# Genre Prediction Tutorial

This notebook walks you through how to use an already trained SVM to predict the genre of an audio file and run queries on the dataset.

In [1]:
import sys
sys.path.insert(1, '../musical_robots')

from spectrogram_dataset import AudioFeature, create_audio_feature_dataset, create_dataframes
import torch
import numpy as np
import torch.nn as nn
import matplotlib.pyplot as plt
from svm_prediction import svm_prediction
from dataset_queries import return_similar_genres, return_most_popular_song, \
    play_random_song_from_genre, play_song_from_filename

First, create dataframes from the corresponding files.

In [2]:
file_path_df, track_df, relevant_genre_df, genre_df = create_dataframes(
    file_paths_path = '../musical_robots/data/all_data_paths.txt' , 
    tracks_csv_path = '../musical_robots/data/fma_metadata/tracks.csv',
    genre_csv_path = '../musical_robots/data/fma_metadata/genres.csv')

The file_path_df contains filepaths for all of the audio files in the 'data/fma_small' folder. 

In [3]:
file_path_df.head(1)

Unnamed: 0,file_path
0,000/000002.mp3


The track_df contains information about each audio file, including song title, album title, artist name, number of track listens, and top genre. 


In [4]:
track_df.head(1)

Unnamed: 0,track_id,album_id,album_listens,album_title,artist_name,track_favorites,track_genre_top,track_genres,track_interest,track_listens,track_title
0,2,1,6073,AWOL - A Way Of Life,AWOL,2,Hip-Hop,[21],4656,1293,Food


The relevant_genre_df contains all of the genres that are identified as the top genre for genres in the fma_small dataset.  The genre_df contains all of the genres in track_df. 

In [5]:
relevant_genre_df.head(1)

Unnamed: 0,index,genre_id,title
0,20,21,Hip-Hop


Give the path to an mp3 file.

In [11]:
filename = '../musical_robots/data/fma_small/' + file_path_df.iloc[0]['file_path']

Play a song from its' filename.

In [12]:
audio = play_song_from_filename(filename=filename)
audio

Predict the clip's genre. Note that svm_prediction() takes as an argument the relevant_genre_df.

In [15]:
genre = svm_prediction(filename, relevant_genre_df, model_filename='../musical_robots/svm_model.pkl')
print('The predicted genre is: ', genre)

The predicted genre is:  Hip-Hop


Return the most similar genres. Note that the dataset queries take as argument genre_df.

In [16]:
similar_genres = return_similar_genres(genre = genre, genre_df = genre_df, track_df= track_df, k= 10) 
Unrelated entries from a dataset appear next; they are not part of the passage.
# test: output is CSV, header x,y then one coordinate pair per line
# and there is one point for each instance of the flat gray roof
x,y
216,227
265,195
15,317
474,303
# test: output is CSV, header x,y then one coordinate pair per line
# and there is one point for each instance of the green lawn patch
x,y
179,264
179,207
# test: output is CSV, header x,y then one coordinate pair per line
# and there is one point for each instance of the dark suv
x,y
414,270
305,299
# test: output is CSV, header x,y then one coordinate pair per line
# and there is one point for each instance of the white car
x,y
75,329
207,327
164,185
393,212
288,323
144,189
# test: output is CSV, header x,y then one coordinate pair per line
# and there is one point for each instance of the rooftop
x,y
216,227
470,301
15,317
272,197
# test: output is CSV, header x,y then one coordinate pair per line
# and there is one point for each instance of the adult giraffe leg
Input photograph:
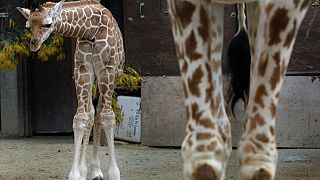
x,y
277,29
83,119
96,171
106,82
198,34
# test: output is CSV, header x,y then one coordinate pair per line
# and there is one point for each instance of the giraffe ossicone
x,y
197,27
99,55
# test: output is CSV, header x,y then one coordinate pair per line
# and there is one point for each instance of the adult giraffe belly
x,y
232,1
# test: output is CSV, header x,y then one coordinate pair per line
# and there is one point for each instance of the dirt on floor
x,y
51,158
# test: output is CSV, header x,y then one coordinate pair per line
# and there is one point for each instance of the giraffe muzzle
x,y
34,45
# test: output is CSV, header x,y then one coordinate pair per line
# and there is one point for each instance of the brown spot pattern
x,y
195,81
262,137
261,92
263,65
195,112
204,28
207,123
203,136
269,8
273,110
191,46
275,78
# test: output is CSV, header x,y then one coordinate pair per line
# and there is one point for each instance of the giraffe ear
x,y
57,8
25,12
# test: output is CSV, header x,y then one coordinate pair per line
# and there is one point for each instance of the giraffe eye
x,y
47,25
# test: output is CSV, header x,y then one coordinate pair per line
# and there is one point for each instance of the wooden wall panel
x,y
306,52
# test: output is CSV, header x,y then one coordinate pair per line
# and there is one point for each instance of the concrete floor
x,y
51,158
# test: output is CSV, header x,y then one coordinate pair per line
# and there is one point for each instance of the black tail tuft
x,y
239,62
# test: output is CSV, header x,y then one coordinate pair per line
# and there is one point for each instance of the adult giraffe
x,y
99,55
197,27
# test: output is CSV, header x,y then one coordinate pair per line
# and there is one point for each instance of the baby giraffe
x,y
99,55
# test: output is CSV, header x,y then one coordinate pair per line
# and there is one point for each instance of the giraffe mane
x,y
71,4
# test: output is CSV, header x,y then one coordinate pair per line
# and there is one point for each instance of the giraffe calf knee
x,y
83,121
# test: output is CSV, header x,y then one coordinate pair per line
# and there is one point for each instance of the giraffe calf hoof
x,y
262,174
98,178
205,172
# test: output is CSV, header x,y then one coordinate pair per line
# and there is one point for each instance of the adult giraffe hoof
x,y
256,173
204,169
205,172
98,178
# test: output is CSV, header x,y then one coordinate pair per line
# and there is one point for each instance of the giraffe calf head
x,y
41,21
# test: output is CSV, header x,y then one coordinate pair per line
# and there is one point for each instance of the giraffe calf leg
x,y
108,124
95,164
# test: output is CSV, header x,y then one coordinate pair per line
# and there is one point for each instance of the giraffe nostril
x,y
33,41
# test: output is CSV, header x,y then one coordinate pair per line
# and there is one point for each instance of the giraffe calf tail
x,y
238,62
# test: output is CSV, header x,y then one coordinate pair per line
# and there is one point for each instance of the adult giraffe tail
x,y
239,61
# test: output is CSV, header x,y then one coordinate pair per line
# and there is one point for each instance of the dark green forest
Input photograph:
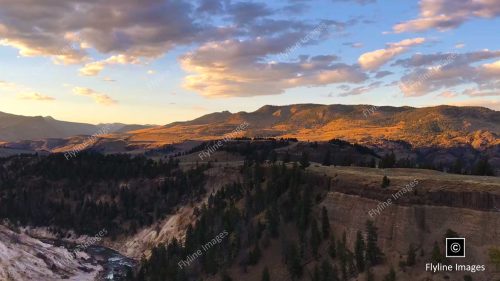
x,y
91,192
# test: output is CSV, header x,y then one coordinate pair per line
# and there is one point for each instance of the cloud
x,y
448,14
353,44
98,98
382,74
35,96
244,13
94,68
64,30
7,86
488,103
374,59
429,73
239,68
361,90
448,94
362,2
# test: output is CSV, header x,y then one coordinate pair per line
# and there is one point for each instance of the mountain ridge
x,y
19,127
print('The most similar genres to ', genre, ' are : ', similar_genres)

The most similar genres to  Hip-Hop  are :  ['Rap', 'Alternative Hip-Hop', 'Hip-Hop Beats', 'Nerdcore', 'Breakbeat']


Return the most popular song.

In [17]:
most_popular_ids, most_popular_songs, artists, albums = return_most_popular_song(genre = genre, 
                                                                                 genre_df = genre_df, 
                                                                                 track_df=track_df)

print('The most popular song in the genre ', genre, 'is ', most_popular_songs, 
      ' by ', artists, ' from the album ', albums)


The most popular song in the genre  Hip-Hop is  ['Fater Lee']  by  ['Black Ant']  from the album  ['Free Beats Sel. 3']


Play a random song from the genre. 

In [21]:
audio, title, artist, album = play_random_song_from_genre(genre = genre, 
                                                          genre_df= genre_df, 
                                                          track_df= track_df, 
                                                          path_df= file_path_df,
                                                          path_to_data='../musical_robots/data/fma_small/')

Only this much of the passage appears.